Quería explicarle, ponerle al corriente, no solo de lo que había ocurrido con el medallón, sino de la visión de aquella noche y del hecho que seguramente eso había estado pasando todas las noches, puesto que la flor cada mañana era más hermosa que el día anterior a pesar de marchitarse al anochecer.

 

El profesor la recibió con entusiasmo, pero al ver en el rostro de Vera la impronta de la preocupación se alarmó sobremanera. Poniéndole un brazo alrededor de los hombros, la condujo a la biblioteca sin mediar palabra. En cuanto Vera estuvo cómodamente sentada se inclinó hacia ella, expectante, esperando que fuera ella quien iniciara la conversación.
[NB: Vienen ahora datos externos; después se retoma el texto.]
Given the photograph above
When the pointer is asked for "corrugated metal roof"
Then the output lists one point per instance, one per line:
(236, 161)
Vera le tendió las manos enseñándole el medallón diciendo con voz temblorosa:

—La imagen se ha modificado. —Incrédulo, el profesor cogió el medallón escudriñándolo minuciosamente y comparándolo a la reproducción, en parte escamoteada por el transcurrir de los siglos, que figuraba en aquel antiguo documento que él poseía.

Impresionado repetía en voz baja:

—Extraño, muy extraño, humm… raro sí, muy raro. —Y dirigiéndose a Vera—: Por lo poco que he logrado traducir de este manuscrito, según mi comprensión, parece ser que este medallón tiene poderes mágicos. Como un portal. Es posible que solo se active en condiciones muy especiales. Quizás en un momento específico en que tu espíritu pueda conectarse con una alineación planetaria excepcional. Pero de ese tema desconozco prácticamente todo.
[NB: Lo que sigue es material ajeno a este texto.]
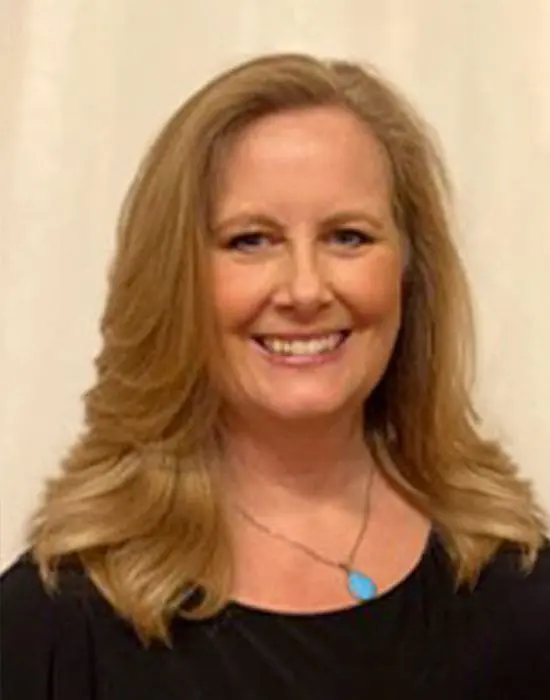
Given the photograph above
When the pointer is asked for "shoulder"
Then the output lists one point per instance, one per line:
(43, 635)
(518, 602)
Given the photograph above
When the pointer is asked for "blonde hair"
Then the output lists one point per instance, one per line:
(136, 501)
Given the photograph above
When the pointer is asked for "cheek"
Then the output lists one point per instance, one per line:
(374, 287)
(238, 293)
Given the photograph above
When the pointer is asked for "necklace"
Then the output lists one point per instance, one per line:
(359, 585)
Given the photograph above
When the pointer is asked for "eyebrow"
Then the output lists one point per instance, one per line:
(341, 218)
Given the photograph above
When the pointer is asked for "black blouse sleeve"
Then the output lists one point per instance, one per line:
(45, 645)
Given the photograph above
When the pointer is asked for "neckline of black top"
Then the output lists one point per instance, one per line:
(432, 543)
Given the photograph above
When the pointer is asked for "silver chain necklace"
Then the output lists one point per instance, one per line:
(360, 586)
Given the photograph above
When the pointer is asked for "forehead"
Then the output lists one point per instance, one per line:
(321, 154)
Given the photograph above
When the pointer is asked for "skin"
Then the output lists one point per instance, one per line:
(305, 244)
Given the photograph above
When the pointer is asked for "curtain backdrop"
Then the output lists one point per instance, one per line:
(85, 85)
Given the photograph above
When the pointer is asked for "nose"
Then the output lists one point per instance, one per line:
(304, 284)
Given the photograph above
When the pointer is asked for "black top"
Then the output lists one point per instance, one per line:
(420, 640)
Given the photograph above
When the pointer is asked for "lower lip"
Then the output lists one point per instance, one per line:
(303, 360)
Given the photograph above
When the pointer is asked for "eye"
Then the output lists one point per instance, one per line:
(351, 237)
(248, 242)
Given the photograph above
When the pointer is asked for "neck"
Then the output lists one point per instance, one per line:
(287, 466)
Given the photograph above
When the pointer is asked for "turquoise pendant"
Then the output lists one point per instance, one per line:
(360, 586)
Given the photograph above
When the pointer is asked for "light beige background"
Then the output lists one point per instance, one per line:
(85, 85)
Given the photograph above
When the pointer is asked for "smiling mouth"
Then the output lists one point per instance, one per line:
(302, 347)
Vera, que había estado escuchando sin interrumpirlo, preguntó:

—Sí, pero ¿qué significa ese cambio? ¿Para qué sirve? ¿Tiene alguna utilidad?
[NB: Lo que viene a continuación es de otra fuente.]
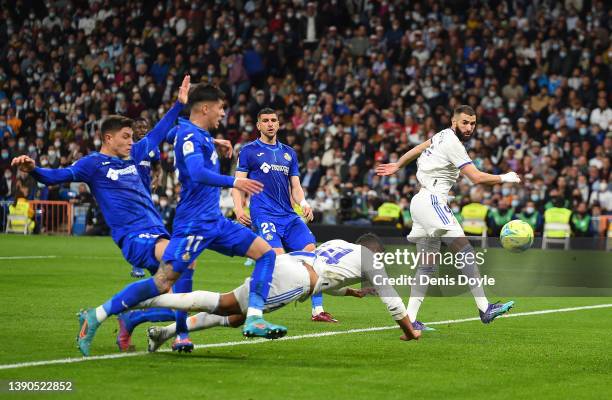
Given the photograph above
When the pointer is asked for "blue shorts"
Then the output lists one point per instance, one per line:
(289, 233)
(139, 249)
(223, 236)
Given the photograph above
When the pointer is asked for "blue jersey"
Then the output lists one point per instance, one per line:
(197, 163)
(272, 165)
(116, 184)
(144, 167)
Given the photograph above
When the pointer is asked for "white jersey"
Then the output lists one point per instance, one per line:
(439, 164)
(339, 264)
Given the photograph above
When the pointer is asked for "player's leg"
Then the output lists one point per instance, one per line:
(144, 251)
(235, 239)
(166, 275)
(426, 221)
(459, 244)
(297, 236)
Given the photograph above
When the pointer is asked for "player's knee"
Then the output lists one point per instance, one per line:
(310, 248)
(236, 320)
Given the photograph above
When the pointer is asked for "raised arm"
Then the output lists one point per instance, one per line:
(159, 132)
(407, 158)
(47, 176)
(238, 198)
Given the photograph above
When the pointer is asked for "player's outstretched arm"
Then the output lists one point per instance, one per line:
(199, 173)
(160, 131)
(297, 193)
(238, 198)
(411, 155)
(45, 175)
(477, 176)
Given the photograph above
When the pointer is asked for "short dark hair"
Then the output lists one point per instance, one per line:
(372, 242)
(464, 109)
(205, 92)
(114, 123)
(266, 110)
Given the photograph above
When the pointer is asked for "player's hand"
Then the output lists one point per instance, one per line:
(248, 186)
(242, 217)
(510, 177)
(24, 163)
(308, 214)
(414, 336)
(387, 169)
(183, 95)
(226, 145)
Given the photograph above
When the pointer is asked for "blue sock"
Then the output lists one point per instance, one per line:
(183, 285)
(137, 317)
(317, 300)
(131, 295)
(260, 280)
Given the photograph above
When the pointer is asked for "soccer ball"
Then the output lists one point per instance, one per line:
(516, 236)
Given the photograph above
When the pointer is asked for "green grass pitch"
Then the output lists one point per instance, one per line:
(555, 355)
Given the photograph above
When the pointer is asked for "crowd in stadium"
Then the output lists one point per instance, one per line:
(355, 84)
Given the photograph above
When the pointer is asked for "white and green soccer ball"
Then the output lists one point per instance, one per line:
(516, 236)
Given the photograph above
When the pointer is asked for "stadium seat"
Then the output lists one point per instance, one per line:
(556, 233)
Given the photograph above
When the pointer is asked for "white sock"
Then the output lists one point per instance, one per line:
(205, 321)
(414, 303)
(254, 312)
(101, 314)
(200, 300)
(317, 310)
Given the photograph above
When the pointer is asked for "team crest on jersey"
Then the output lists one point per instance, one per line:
(188, 147)
(265, 167)
(113, 174)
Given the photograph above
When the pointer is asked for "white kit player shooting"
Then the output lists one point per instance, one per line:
(440, 159)
(333, 267)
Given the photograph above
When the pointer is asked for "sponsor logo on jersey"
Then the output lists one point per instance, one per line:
(113, 174)
(265, 167)
(188, 147)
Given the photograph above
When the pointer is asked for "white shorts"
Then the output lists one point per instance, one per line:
(432, 217)
(290, 282)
El profesor sacudió la cabeza:

—No sabría contestarte a estas preguntas. Solo entiendo que es un hecho sorprendente.

Vera insistió:

—¿Acaso puede tener una explicación científica?

El profesor volvió a sacudir la cabeza:

—Es inexplicable, un acontecimiento extraordinario. No me extraña que te turbara esta transformación. Aunque puedas no creértelo todo esto me impulsa a proseguir con mi investigación. Quizás en algún momento logre traducir lo poco que queda de este documento. Es una inusual mezcla de idiomas antiguos, tan antiguos que algunos aún son indescifrables hasta el momento presente.

El profesor, advirtiendo que Vera estaba temblando, se asomó a la puerta y llamó a Rina para que trajera té y unas pastitas. A lo que Rina respondió rápidamente, trayendo además unos bollos de chocolate recién horneados. Rina posó la bandeja sobre la mesa apartando unos legajos. Con una rápida mirada comprendió que tanto el profesor como Vera estaban inquietos y, no queriendo interrumpirlos al deducir que debían estar investigando algún tema dificultoso, se retiró sin proferir palabra.

—Gracias Rina —dijo el profesor, mientras esta cerraba la puerta tras de sí, luego se volvió hacia Vera para devolverle el medallón. Vera tendió la mano para cogerlo, pero los dos se sobresaltaron y profirieron al unísono una exclamación de asombro al constatar que del reverso del medallón se desprendía una réplica reducida con algunos símbolos grabados en aquel desconocido idioma ancestral. Los dos se miraron desconcertados. Así como el profesor emocionado giraba y volvía a girar en sus manos la réplica del medallón, Vera, estremeciéndose, con el semblante alterado, apretaba con fuerza el medallón hasta lastimarse los dedos. El profesor seguía emocionado, pero no por ello dejó de prestar atención a Vera, que temblaba sin parar y que cada vez estaba más pálida, así que exclamó—: ¡Bueno! Parece ser que este peculiar objeto quiere que un profesor muy curioso lo investigue para quizás averiguar su origen o sus propiedades. —Y sonriendo tendió la mano a Vera, diciendo—: ¡Vamos! Necesitas de un buen té caliente y estos bollos te devolverán el color a las mejillas. —Y la guio hasta la pequeña mesa en la que estaba la bandeja del té. Se sentaron en sendas sillas mientras el profesor, sirviendo el té, prosiguió—: No te inquietes, querida, me quedaré con esta réplica y seguiré investigando, llegaré al fondo de este misterio. ¡Te lo aseguro! —Complacido por lo que había expresado se dedicó a saborear su té y los deliciosos bollos de chocolate. Hecho que Vera imitó maquinalmente pero que la ayudó a reponerse y al fin pudo disfrutar de aquellos bollos y de aquel exquisito té.